My personal data engineer project to make a microblogging like twitter.
- Imagine your team will make a microblogging like twitter. People can tweet, reply, like,
and retweet. Please,
a. Design a database with the relationship for microblogging use-case.
b. From the database provides the query for,
- Creating all tables
- Showing all tweets from specific user includes reply, like, retweet counts
- Showing specific tweet information, includes all replies, who like the tweet, and lo retweet the tweet. c. [optional] Create diagram if the company need to create data warehouse from existing database. You can use any stack you confident.
-
Based on the given use-case, we can design the following database schema:
a. User Table:
- user_id (Primary Key)
- username
- password
b. Tweet Table:
- tweet_id (Primary Key)
- user_id (Foreign Key referencing User table)
- content
- created_at
c. Reply Table:
- reply_id (Primary Key)
- tweet_id (Foreign Key referencing Tweet table)
- user_id (Foreign Key referencing User table)
- content
- created_at
d.

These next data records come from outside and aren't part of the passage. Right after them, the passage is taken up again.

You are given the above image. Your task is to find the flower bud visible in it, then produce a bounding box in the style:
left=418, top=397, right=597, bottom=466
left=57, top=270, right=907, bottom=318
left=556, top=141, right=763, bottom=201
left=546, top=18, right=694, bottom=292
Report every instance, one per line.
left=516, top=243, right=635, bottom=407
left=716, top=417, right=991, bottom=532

Likes Table:
- like_id (Primary Key)
- tweet_id (Foreign Key referencing Tweet table)
- user_id (Foreign Key referencing User table)
- created_at
e. Retweet Table:
- retweet_id (Primary Key)
- tweet_id (Foreign Key referencing Tweet table)
- user_id (Foreign Key referencing User table)
- created_at
-
Query Examples:
a. Creating all tables:
CREATE TABLE User ( user_id INT PRIMARY KEY, username VARCHAR(255), email VARCHAR(255), password VARCHAR(255) ); CREATE TABLE Tweet ( tweet_id INT PRIMARY KEY, user_id INT, content VARCHAR(255), created_at TIMESTAMP, FOREIGN KEY (user_id) REFERENCES User(user_id) ); CREATE TABLE Reply ( reply_id INT PRIMARY KEY, tweet_id INT, user_id INT, content VARCHAR(255), created_at TIMESTAMP, FOREIGN KEY (tweet_id) REFERENCES Tweet(tweet_id), FOREIGN KEY (user_id) REFERENCES User(user_id) ); CREATE TABLE Likes ( like_id INT PRIMARY KEY, tweet_id INT, user_id INT, created_at TIMESTAMP, FOREIGN KEY (tweet_id) REFERENCES Tweet(tweet_id), FOREIGN KEY (user_id) REFERENCES User(user_id) ); CREATE TABLE Retweet ( retweet_id INT PRIMARY KEY, tweet_id INT, user_id INT, created_at TIMESTAMP, FOREIGN KEY (tweet_id) REFERENCES Tweet(tweet_id), FOREIGN KEY (user_id) REFERENCES User(user_id) );
b. Showing all tweets from a specific user includes reply, like, and retweet counts:
SELECT t.tweet_id, t.content, COUNT(r.reply_id) AS reply_count, COUNT(l.like_id) AS like_count, COUNT(rt.retweet_id) AS retweet_count FROM Tweet t LEFT JOIN Reply r ON t.tweet_id = r.tweet_id LEFT JOIN Likes l ON t.tweet_id = l.tweet_id LEFT JOIN Retweet rt ON t.tweet_id = rt.tweet_id WHERE t.user_id = <user_id> GROUP BY t.tweet_id, t.content;
c. Showing specific tweet information includes all replies, who liked the tweet, and who retweeted the tweet:
SELECT t.tweet_id, t.content, u.username AS user_liked, u2.username AS user_retweeted, r.content AS reply_content FROM Tweet t LEFT JOIN Likes l ON t.tweet_id = l.tweet_id LEFT JOIN User u ON l.user_id = u.user_id LEFT JOIN Retweet rt ON t.tweet_id = rt.tweet_id LEFT JOIN User u2 ON rt.user_id = u2.user_id LEFT JOIN Reply r ON t.tweet_id = r.tweet_id WHERE t.tweet_id = <tweet_id>;
-
Here is an example of a data warehouse diagram, for raw files, can be accessed here.
-
In the data warehouse diagram above, we have the following components:
- User Dim: This dimension table contains user-related information, such as user_id, username, and email.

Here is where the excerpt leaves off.